四冊の本を守る館の話-4-imaginary number
町の小学校の隣には図書館が建っています。小さなお家のような館です。ぼくは、そこで本を守っています。本は4冊しかありません。町にある古い本は図書館に残された4冊だけなのです。ぼくは、そんな本たちを保存する大切なお仕事をしています。
すべての本は丈夫なカバーにおおわれていました。2つの本はゾウ革のカバーです。あとの本はそれぞれ、ヘビの抜け殻を重ねたもの、もうひとつは遠い祖先が織った布でつくられています。ただ、本当のことは謎です。町にはゾウも模様のあるヘビもいません。おそらく、そうだろうというのが、この町ではよくある話なので、あまり誰も気にしません。
三日に一度、ぼくは4冊の本を館の外に出して日光にあてます。太陽の光は目に見えない小さな虫には有毒です。ぼくは4冊の本を図書館の入口にある鉄の柵に立てかけておきます。それだけです。そのあいだ、ぼくは小部屋の掃除をしたり、昼の塩パンを食べたり、午後のお茶を飲んだりして、時間をつぶします。
時間は無限ではありません。ときおり、イタズラをする小動物を見張りながら、ぼくは空を眺めます。おだやかに雲が海から流れてきて、うっすらとした潮の匂いがとても心地よいです。図書館のある場所へ向けて、町の壁にあたった風が集まってくるような気分になります。生ぬるい空気は本についた虫だけでなく、ぼくの中の虫も消し去っているのかもしれません。

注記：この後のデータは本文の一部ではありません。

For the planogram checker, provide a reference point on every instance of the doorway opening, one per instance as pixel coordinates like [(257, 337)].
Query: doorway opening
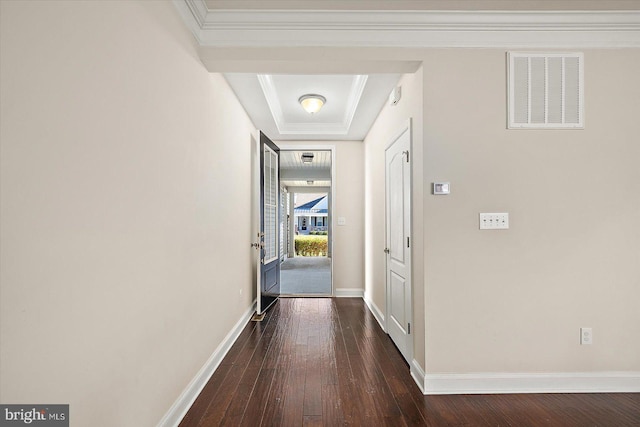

夕暮れ前には4冊の本を図書館の棚にならべます。そして、ぼくは4冊の本のあたまを軽くなでてやり、館にある37のカギを入念に閉め、カギの束をポケットに入れ、部屋の灯りを消し、ドアの四隅にある4つのカギを確認してから帰宅の道を進んでいくのです。
4冊の本に何が書かれているのかは知りません。ぼくの仕事は本を守ることです。中身は見てはいけません。それが町の決まりでした。ぼくは4冊の本が開かれる日が来るまで誰にも見られないように守ることがお仕事なのです。町の誰もが仕事をしていました。いつから始めたのか覚えていないのが本当の仕事だと、ぼくは信じています。強く強く信じていました。